Als erste richtige Hochtour wird mir dieses Unternehmen in besonderer Erinnerung bleiben. Vom Treffpunkt in Martigny fuhren wir (SAC Bern) mit dem Auto zuerst nach Orsières und dann kurvenreich nach Champex hinauf. Als wir in Champex ankamen, war mir ganz elend zumute. Eigentlich war dies beinahe der mühsamste Teil dieses Wochenendausfluges, den Rest der Hochtour konnte ich einfach nur geniessen...

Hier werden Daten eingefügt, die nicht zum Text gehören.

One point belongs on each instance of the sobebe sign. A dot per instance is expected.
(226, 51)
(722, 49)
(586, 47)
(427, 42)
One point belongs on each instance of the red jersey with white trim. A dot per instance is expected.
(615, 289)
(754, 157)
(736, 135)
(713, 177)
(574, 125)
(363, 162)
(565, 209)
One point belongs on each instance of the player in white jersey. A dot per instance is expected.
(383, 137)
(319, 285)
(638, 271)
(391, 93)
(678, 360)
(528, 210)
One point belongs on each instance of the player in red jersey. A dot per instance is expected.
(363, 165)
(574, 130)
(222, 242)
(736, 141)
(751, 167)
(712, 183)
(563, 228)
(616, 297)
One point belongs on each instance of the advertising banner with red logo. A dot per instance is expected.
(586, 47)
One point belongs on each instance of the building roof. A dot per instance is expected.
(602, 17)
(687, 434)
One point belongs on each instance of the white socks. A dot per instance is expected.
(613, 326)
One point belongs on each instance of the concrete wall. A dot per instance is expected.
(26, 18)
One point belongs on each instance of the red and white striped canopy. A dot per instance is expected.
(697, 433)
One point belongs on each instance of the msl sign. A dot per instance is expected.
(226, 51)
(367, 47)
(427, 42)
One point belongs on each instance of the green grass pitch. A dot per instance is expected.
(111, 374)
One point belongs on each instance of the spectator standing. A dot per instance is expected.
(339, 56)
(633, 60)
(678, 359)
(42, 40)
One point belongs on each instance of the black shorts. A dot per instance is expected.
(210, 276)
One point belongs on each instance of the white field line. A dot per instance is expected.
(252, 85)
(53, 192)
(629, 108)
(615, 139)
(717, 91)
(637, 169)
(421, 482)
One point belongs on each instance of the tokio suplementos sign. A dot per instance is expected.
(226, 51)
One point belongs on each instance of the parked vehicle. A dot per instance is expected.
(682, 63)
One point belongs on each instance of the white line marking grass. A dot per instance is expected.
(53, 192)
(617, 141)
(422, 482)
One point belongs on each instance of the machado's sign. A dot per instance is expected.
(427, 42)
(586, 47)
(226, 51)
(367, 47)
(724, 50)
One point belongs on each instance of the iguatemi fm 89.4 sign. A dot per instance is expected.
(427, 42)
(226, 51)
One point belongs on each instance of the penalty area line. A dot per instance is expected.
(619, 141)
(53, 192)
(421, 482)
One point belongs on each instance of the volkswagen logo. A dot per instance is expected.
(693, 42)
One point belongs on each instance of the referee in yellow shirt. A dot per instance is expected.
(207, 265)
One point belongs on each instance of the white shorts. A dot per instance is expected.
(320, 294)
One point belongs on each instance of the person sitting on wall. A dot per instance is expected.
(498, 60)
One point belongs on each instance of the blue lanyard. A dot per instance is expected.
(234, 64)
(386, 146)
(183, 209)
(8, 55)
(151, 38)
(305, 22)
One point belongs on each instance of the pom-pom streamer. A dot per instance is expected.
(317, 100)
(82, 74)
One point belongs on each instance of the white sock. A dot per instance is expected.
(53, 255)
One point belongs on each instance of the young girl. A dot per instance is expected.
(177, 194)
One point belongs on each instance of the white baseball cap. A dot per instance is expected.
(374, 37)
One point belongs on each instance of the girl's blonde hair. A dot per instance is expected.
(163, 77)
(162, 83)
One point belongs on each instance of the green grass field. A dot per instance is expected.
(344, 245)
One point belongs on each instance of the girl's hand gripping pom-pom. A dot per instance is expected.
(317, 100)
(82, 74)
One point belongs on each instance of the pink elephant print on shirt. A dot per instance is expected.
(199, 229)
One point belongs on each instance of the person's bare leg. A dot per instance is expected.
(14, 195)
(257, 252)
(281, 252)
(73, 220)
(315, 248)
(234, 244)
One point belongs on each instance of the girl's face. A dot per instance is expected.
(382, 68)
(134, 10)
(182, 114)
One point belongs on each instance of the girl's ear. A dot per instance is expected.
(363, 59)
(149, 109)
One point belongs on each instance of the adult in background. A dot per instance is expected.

1.Tag Aiguille de la Cabane 2999m (T3, ZS+,V-) Von Champex liessen wir uns mit der Sesselbahn nach Grands Plans (2194m) fahren. In gemütlichem Marschtempo stiegen wir auf einem gut markierten Bergweg (T3) in 2,5h durch die Combe d'Orny zur Orny-Hütte (2826m) hinauf. Neben der Orny-Hütte würde gar ein kleiner Schmelzwassersee für ganz Hartgesottene zum Baden einladen. "Würde" weil ich mich lieber in der Sonne räkelte statt ins eisig kalte Wasser zu steigen. Nach einer kleinen Rast in der Hütte folgten wir dem Weg um die Orny-Hütte herum und hatten sogleich Blickkontakt mit dem ersten Tourenziel: Die Aiguille de la Cabane (2999m). Kurz nach dem Einstieg wartete bereits die Schlüsselstelle (V-).

IN SCHWIERIGKEITEN
Da ich vorher lediglich 2-3mal in der Kletterhalle die Wände unsicher gemacht hatte, geriet ich bereits etwas in Schwierigkeiten, vorallem da es sich um einen breiten Kamin handelte und ich schlichtweg keine Technik besass, um diesen zu meistern. Mit Ach und Krach und ein paar Schürwunden "rettete" ich mich in den Stand, die erste Seillänge war geschafft. Die zweite Seillänge verkam dagegen zum Zuckerschlecken. Griffe wie in der Kletterhalle und nicht einmal senkrecht, für einen Anfänger ideal. Kurz danach erreichten wir bereits einen kleinen Grat, der uns unter die Gipfelwand führen sollte. Auch dieser Schlussteil überstieg den IV. Schwierigkeitsgrad nicht und so durfte ich kurze Zeit später die Gipfelankunft feiern. Viel Platz um es sich gemütlich zu machen blieb nicht, denn der Gipfel bestand lediglich auf einer Felsnadel. Schön anzusehen, für den Popo aber eine Höchsstrafe. Vom Gipfel seilten wir uns links von der Aufstiegsroute etwa 15 Meter hinab und konnten dann bis zu einem abschüssigen Schutt- und Geröllcouloir hinabsteigen. In engen Zickzack-Schlaufen bewältigten wir dieses Couloir und kehrten wieder zur Orny-Hütte zurück. Mit einem gemütlichen Hüttenabend liessen wir den Tag würdig ausklingen, bevor wir früh in die Betten stiegen...
 

2.Tag Aiguille du Tour 3540m (WS,II-III)

Noch vor Sonnenaufgang stiegen wir von der Hütte auf den Gletscher hinab und seilten uns an. Vom Sonnenaufgang umschmeichelt sah sogar ein eher rationaler Mensch wie ich die (Schnee)Welt für eine Weile rosarot. Nach gut 45 Minuten erreichten wir den Col d'Onry, von wo aus man das erste Mal die Aiguille du Tour begutachten konnte. Von nun an ging es vorerst leicht abwärts über das Plateau du Trient und dann ziemlich steil ansteigend in nördlicher Richtung bis zum Bergschrund unter der Gipfelwand der Aiguille du Tour (ca. 3h, 3480m). Der Gletscher bereitete uns keine grösseren Schwierigkeiten, ist aber trotzdem nicht ungefährlich wegen seiner grossen Spalten. Im Hoch- bis Spätsommer kann der Bergschrund schon ziemlich ausgeprägt sein, laut Plaisir-Führer musste manchmal sogar eine Leiter zur Überbrückung des Bergschrundes angebracht werden.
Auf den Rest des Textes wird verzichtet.